| name | compare |
| description | Same-epoch comparison of training runs across wandb, neptune, tensorboard, or mlflow. Aligns runs at the student's current step (never current-vs-final-of-baseline) and separates proxy metrics from downstream targets. Use when the user asks to compare runs, check if a run is improving, track lag against a baseline, rank experiments, or evaluate run-vs-run performance. |
Compare: same-epoch run comparison across trackers
The most common comparison error is reporting "run A is 4 percentage points behind baseline" when run A is at epoch 11 of 100 and the baseline number is from epoch 100. The student is still training; the comparison is meaningless. This skill enforces same-epoch alignment.
The agentic Stop hook routes here from reason when an assistant reports a delta without aligning the runs.
When to run
The user just said any of:
- "compare run A to baseline / to run B"
- "is my run improving / catching up / falling behind"
- "rank these experiments"
- "X vs Y wandb / neptune"
- "track lag against baseline"
Auto-detect the tracker
Check in this order:
WANDB_API_KEY env var set, or wandb imports in the project → wandb
NEPTUNE_API_TOKEN env var set → neptune
MLFLOW_TRACKING_URI env var set, or mlruns/ dir present → mlflow
runs/ or lightning_logs/ dir present → tensorboard
*results*.json / *meta*.json files in run dirs → local file format
If none, ask the user where metrics live before guessing.
The protocol
1. Identify the runs
Get full names (no shortcodes). If the user says "fvs-fm vs the baseline", clarify:
- which
fvs-fm run (project + entity + run-id)
- which baseline (full run name; baselines often have several variants)
2. Fetch metric history (not just final value)
You need the full curve, not the last reported value. Final-value-only comparisons hide convergence dynamics.
For wandb:
import wandb
api = wandb.Api()
run = api.run("entity/project/run-id")
history = run.history(samples=10000)
For tensorboard, parse the event files (tensorboard.backend.event_processing.event_accumulator.EventAccumulator).
For neptune / mlflow, use their respective APIs.
3. Find the student's current step
The student is the run still in progress (or the one being evaluated). Get its current epoch / step from the latest history row.
4. Slice the baseline at the same step
This is the critical step. The baseline went all the way to (say) epoch 100. The student is at epoch 11. Pull the baseline's metrics at epoch 11, not at epoch 100.
student_step = student_history['epoch'].max()
baseline_at_same_step = baseline_history[baseline_history['epoch'] == student_step]
If the baseline doesn't have an exactly-matching step, interpolate or pick the nearest.

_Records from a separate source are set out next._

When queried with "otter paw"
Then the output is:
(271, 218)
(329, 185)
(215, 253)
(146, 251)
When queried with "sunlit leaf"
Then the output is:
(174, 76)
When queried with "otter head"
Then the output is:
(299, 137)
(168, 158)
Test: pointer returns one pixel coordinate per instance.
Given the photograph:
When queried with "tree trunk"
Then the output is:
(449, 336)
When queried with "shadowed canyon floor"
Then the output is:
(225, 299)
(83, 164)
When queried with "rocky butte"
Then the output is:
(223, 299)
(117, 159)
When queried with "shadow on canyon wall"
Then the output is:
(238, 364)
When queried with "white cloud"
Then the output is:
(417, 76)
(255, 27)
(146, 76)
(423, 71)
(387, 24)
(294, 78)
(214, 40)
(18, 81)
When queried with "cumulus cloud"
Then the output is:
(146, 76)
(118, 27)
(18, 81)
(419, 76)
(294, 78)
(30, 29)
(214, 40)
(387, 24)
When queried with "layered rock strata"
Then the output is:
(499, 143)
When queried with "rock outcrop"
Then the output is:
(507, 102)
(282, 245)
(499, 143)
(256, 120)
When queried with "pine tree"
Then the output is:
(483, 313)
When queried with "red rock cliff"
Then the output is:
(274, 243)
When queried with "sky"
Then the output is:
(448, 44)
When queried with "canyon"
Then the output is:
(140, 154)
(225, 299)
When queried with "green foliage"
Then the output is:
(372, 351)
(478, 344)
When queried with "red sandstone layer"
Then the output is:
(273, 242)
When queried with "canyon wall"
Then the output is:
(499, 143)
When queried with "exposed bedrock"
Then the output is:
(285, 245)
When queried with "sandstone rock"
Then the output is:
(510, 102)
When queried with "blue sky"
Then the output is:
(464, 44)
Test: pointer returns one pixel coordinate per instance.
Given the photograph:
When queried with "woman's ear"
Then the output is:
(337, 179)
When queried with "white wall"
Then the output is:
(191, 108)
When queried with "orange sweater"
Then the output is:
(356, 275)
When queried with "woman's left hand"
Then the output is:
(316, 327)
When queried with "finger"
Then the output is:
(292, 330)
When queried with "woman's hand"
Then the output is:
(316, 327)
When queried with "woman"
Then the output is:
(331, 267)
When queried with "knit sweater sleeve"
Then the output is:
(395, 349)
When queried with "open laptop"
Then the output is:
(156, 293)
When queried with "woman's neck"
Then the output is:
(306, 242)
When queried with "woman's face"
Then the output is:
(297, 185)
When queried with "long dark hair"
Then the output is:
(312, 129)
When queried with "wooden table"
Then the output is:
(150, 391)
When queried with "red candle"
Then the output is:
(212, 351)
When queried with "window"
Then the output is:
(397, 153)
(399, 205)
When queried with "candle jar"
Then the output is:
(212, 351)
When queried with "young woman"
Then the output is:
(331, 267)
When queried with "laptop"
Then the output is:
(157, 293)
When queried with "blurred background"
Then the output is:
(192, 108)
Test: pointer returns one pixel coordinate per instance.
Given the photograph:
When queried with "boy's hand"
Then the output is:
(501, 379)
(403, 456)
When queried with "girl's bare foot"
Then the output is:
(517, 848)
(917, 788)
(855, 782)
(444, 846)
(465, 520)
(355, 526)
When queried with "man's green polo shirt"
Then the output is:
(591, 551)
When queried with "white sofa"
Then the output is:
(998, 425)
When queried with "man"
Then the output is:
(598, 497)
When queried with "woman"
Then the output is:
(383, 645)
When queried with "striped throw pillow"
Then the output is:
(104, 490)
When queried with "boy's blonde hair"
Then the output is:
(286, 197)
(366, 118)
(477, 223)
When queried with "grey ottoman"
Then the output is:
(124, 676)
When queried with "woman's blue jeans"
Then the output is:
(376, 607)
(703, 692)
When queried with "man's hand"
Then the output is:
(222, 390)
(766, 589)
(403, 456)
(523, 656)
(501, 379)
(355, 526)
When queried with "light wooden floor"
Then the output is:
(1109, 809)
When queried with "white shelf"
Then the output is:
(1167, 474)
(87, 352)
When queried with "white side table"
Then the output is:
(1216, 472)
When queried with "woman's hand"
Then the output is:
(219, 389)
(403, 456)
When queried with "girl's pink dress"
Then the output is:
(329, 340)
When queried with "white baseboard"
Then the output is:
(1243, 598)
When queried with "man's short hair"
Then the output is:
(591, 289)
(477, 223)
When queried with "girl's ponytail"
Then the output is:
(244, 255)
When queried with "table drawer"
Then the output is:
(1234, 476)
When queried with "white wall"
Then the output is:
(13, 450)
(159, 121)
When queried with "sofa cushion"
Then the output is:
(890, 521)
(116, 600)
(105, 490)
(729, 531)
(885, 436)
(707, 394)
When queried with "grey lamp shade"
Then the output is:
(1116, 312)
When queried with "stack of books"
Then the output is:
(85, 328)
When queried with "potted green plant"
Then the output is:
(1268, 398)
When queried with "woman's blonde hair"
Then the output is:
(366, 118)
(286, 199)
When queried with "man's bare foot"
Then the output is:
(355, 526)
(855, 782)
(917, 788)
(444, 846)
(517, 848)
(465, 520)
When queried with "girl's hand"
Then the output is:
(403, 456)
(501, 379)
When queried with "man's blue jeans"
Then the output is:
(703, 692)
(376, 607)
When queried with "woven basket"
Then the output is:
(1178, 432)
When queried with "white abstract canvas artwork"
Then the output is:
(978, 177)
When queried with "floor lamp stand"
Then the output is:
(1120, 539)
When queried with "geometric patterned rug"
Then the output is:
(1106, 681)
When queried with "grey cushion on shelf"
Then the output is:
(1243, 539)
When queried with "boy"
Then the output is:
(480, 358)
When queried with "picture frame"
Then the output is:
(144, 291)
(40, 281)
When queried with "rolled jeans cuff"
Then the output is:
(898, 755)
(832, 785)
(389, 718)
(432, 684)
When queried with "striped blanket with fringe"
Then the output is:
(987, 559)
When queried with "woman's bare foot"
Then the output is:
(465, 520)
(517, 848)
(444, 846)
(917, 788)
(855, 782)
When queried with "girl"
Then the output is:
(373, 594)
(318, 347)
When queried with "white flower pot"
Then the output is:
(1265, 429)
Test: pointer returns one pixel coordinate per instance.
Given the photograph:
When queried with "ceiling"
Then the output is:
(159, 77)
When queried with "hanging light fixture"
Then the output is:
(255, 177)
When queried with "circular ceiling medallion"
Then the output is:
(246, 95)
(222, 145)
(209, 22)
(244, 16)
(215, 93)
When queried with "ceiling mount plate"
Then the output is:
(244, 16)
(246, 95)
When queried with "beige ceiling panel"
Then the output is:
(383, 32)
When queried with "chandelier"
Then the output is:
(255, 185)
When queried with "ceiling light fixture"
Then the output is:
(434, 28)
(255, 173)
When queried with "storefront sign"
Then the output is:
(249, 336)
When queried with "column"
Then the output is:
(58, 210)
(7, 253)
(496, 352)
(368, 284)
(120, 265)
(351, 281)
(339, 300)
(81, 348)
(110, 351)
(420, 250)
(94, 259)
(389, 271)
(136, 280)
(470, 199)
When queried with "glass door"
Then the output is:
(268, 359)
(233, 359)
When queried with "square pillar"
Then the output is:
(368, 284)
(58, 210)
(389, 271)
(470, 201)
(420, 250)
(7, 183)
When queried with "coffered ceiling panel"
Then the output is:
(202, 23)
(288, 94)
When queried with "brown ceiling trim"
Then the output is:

State which.
5. Separate proxy metrics from downstream
Most ML pipelines have a proxy metric (cheap, computed during training, kNN accuracy on features, loss, perplexity) and a target downstream metric (expensive, computed periodically or only at the end, finetuned linear probe accuracy, downstream task F1).
The proxy is for tracking convergence; the target is what the project is actually optimizing. Reporting only the proxy can mislead, a run that lags on kNN may close the gap on downstream finetune. Report both, separately:
| student (ep 11) | baseline (ep 11) | delta |
| proxy (kNN top-1) | 36.4% | 38.9% | -2.5 |
| downstream (linear) | not yet | 42.1% | n/a |
If the user only has proxy data, say so explicitly. Never declare a winner from proxy alone.
6. Run names in output
In every line of the report, use full run names. Never cs-ad vs fvs-fm; always phase1-7src-conv-s-adaptor-mlp vs phase1-7src-fastvit-s-featmap-mlp. Future-you reading this will not remember the shortcode.
Anti-patterns
- "X is behind baseline by 4pp": without saying at what step. Almost always wrong.
- "X has converged": without showing the last 5 epochs of the curve.
- "Best run is Y": based on a metric that was logged differently across runs (different reduction, different eval set).
- Single-seed comparison treated as definitive. Note variance if known; otherwise label as single-seed.
Output
Compact comparison table per metric pair (proxy + downstream). Each row aligned at the student's current step. Each cell traceable to a specific tracker run-id and step. End with one or two sentences interpreting the comparison, student is on track to catch up at step N, projected from current slope is a useful framing; student is winning / losing is rarely warranted before convergence.